Remember what the creature is. This is the nature of your freedom. Remember how God values each creature in the total creation. Remember the role of human beings as the locus of the revelation of God's will for the total creation. Be empty of hubris, just as Jesus was empty of hubris, but also be full of a just humility, knowing who and what you are in Christ—and who and what your neighbor is. If rights language has a basis in Christian ethics, my hunch is that this is where it starts. What must a just society look like, in this place and time? What are we just to expect? What is it just to demand that such a society provide for God's creatures?

Unknown said...

Great work! I'm reposting on my FB page for Perichoretic Life.

dbarber said...

Interesting post, reminds me somewhat of Saba Mahmood's work. I'm wondering though, why you assume that liberation is only "post-death"? Isn't liberation something to be fought for right now? Yes, Jesus is affirming the possibility of death, but isn't this death something that one ought to be open to _as part of_ the struggle for liberation?

Kristen said...

I think the call to lay down our lives and give up our rights is balanced by other teachings. For instance, Christians are also taught to hold one another accountable and to confront one another in love when we sin against one another. There is no place in Christianity for one group of Christ’s followers to lay down their lives and their rights, while another group dominates and lords it over them. Jesus’ words about turning the other cheek were not intended to be an excuse for one Christian to repeatedly slap another while insisting that the one being slapped turn the other cheek!

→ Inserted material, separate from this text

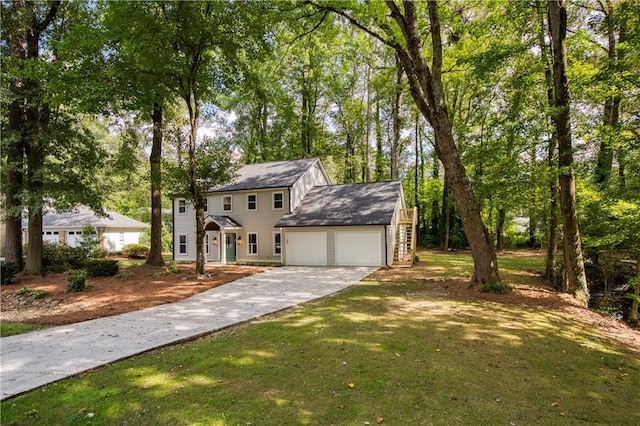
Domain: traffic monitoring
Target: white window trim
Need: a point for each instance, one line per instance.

The idea of being willing to not seek the highest places at the banquest was never intended as an excuse for those already in the highest places to cling to their seats with all their might and rebuke anyone who might suggest they make room, either.

In fact, the Christian call to submission can never mean enabling one another to continue to sin. Christians who lord it over other Christians are in sin and need to be told that Jesus wants them to repent.